Workshop introduces plan for new sewer system

9/17/2004

Sunset on Lake Erie. Perch fishing with Dad. Splashing in beachfront water. And watching a great blue heron take flight from a streamside bank.

It takes more than money to enjoy those outdoor activities: It takes good sewage treatment.

Face it: Sewage isn't sexy, whether you're talking about it in northwest Ohio or anyplace else in the country. To wit: Last night's workshop at the Main Toledo-Lucas County Public Library during which a campaign called the Toledo Waterways Initiative made its first formal attempt to bring the community into the planning process for a $450 million overhaul of the city's antiquated sewage system.

About 75 people attended, surpassing initiative director Bob Williams' expectations.

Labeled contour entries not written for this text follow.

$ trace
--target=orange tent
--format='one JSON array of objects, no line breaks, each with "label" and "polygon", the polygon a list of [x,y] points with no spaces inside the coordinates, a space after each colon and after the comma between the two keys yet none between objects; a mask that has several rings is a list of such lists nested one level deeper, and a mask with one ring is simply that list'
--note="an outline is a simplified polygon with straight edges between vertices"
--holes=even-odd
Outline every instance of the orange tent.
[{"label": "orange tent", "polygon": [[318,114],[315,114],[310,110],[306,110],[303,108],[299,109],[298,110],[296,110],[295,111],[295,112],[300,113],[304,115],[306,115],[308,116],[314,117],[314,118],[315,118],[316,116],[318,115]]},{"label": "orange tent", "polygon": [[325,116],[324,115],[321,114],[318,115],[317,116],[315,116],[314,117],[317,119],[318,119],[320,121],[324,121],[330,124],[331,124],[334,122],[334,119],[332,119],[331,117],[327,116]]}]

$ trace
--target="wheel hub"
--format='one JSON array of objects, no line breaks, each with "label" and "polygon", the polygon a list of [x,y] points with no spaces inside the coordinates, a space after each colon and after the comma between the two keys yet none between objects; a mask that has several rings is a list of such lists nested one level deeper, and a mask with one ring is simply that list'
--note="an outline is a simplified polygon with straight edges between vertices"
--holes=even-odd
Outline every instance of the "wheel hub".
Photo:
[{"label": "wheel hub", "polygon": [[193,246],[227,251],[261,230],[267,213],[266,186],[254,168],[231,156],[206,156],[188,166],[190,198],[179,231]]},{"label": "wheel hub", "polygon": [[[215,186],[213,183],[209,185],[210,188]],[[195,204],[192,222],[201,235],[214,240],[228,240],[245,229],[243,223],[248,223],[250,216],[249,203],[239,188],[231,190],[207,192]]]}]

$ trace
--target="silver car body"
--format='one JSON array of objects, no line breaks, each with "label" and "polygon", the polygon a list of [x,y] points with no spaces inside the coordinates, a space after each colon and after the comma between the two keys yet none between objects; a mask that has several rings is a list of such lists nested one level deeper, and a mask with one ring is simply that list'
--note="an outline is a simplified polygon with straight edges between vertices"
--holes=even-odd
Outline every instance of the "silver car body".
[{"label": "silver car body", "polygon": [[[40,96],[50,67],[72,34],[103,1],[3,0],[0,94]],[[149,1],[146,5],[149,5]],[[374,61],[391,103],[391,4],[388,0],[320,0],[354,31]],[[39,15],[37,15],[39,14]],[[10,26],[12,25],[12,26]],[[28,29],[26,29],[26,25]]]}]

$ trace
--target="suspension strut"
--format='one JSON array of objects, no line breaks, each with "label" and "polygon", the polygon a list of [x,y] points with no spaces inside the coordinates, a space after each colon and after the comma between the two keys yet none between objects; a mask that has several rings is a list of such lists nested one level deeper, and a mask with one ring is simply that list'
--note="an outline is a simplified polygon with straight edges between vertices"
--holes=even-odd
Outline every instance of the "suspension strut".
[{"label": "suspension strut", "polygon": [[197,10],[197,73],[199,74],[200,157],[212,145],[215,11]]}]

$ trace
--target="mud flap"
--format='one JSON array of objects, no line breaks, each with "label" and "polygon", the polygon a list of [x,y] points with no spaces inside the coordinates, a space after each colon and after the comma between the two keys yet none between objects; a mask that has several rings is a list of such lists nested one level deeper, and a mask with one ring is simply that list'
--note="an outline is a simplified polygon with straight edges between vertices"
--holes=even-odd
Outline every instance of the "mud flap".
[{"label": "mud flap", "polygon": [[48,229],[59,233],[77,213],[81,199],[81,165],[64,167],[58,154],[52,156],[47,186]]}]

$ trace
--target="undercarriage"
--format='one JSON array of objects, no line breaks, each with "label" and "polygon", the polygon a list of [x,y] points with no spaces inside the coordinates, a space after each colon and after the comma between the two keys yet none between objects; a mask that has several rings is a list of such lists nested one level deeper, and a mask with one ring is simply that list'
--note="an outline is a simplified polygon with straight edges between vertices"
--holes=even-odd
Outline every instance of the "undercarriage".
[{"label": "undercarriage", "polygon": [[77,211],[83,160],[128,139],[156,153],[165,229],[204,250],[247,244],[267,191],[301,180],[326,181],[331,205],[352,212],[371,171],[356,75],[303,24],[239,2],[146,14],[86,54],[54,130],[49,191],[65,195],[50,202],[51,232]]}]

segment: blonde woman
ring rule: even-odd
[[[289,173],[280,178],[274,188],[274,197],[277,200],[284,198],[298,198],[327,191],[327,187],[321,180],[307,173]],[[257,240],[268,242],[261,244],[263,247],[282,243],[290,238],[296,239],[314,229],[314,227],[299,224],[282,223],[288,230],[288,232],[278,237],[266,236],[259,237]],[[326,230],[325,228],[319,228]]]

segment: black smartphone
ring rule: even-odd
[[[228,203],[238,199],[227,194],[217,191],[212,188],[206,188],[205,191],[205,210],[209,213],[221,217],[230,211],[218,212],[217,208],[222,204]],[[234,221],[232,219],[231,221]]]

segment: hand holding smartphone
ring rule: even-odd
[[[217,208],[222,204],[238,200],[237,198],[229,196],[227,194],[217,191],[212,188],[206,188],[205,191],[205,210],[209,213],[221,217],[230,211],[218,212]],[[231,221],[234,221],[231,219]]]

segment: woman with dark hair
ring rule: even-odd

They were attentive and inquisitive, though some of them worked for the city of Toledo and other local agencies and might have been expected to be there as part of their jobs.

But a little perspective is in order: The sewer project, to be phased in over 15 years, is second only to the $821 million systemwide renovation project being undertaken by Toledo Public Schools. It's a lot of money, and the stakes are high.

First, there's the hit on pocketbooks. Sewer rates are being raised 9.75 percent each of the next two years. The degree to which improvements are made "will drive rates in the future," said Dave Kielmeyer, spokesman for Funk, Luetke, and Skunda, a Toledo marketing firm handling the campaign's public relations.

Second, there's the future of western Lake Erie's water-based recreation and tourism industry. Sewage spillover during heavy rains has long been cited as a major source of pollution - so big that the city spent 11 years in court challenging discharge requirements established by the U.S. and Ohio environmental protection agencies.

Two of the biggest aspects of the project are increasing capacity at the sewage treatment plant off Summit Street to help avoid more basement flooding, and curbing how much raw waste spills into streams when 32 remaining combined sewer overflows become overwhelmed.

The latter is viewed as a last frontier for water pollution cutbacks. Though the type of contaminants vary from source to source, city officials have said for years the sheer volume of raw sewage that overflows far exceeds anything industry is allowed to discharge into the lake or the streams flowing into it.

But Toledo isn't alone. A promotional video shown at last night's event said how more than 400 cities are under orders to upgrade their sewage systems. Toledo's waterways initiative stems from voter approval of an ordinance in 2002 to settle the longstanding dispute with regulators.

The city has 17 combined sewer overflows left to be addressed along the Maumee River, nine along Swan Creek, and six along the Ottawa River. Separating them or finding other alternatives to eliminate overflows will be the cornerstone of a draft plan due to be submitted to the U.S. EPA in March, Mr. Kielmeyer said.

But there are things that $450 million don't get you.

It doesn't clean up pollution that's been imbedded in the sediment of area streams for years - in some cases, decades. "It does not include remediation of the waterways. What it does is stop our contribution of pollution," Mr. Williams said.

And it doesn't stop pollution from upstream sources - sometimes miles beyond the city limits - that flows downstream, including the heavy runoff of farm chemicals into the Maumee, he said.

As one observer noted, that runoff is a double-whammy. It costs the U.S. Army Corps of Engineers millions of dollars each year to dredge in order to keep the Toledo shipping channel open. And much of that dredged material gets dumped into the open lake, an act which many public officials and scientists have said is another potential threat to the lake's ecology.

"I'm in agreement with you," Mr. Williams told the person in the audience who had raised that point. "But this project will not solve those issues."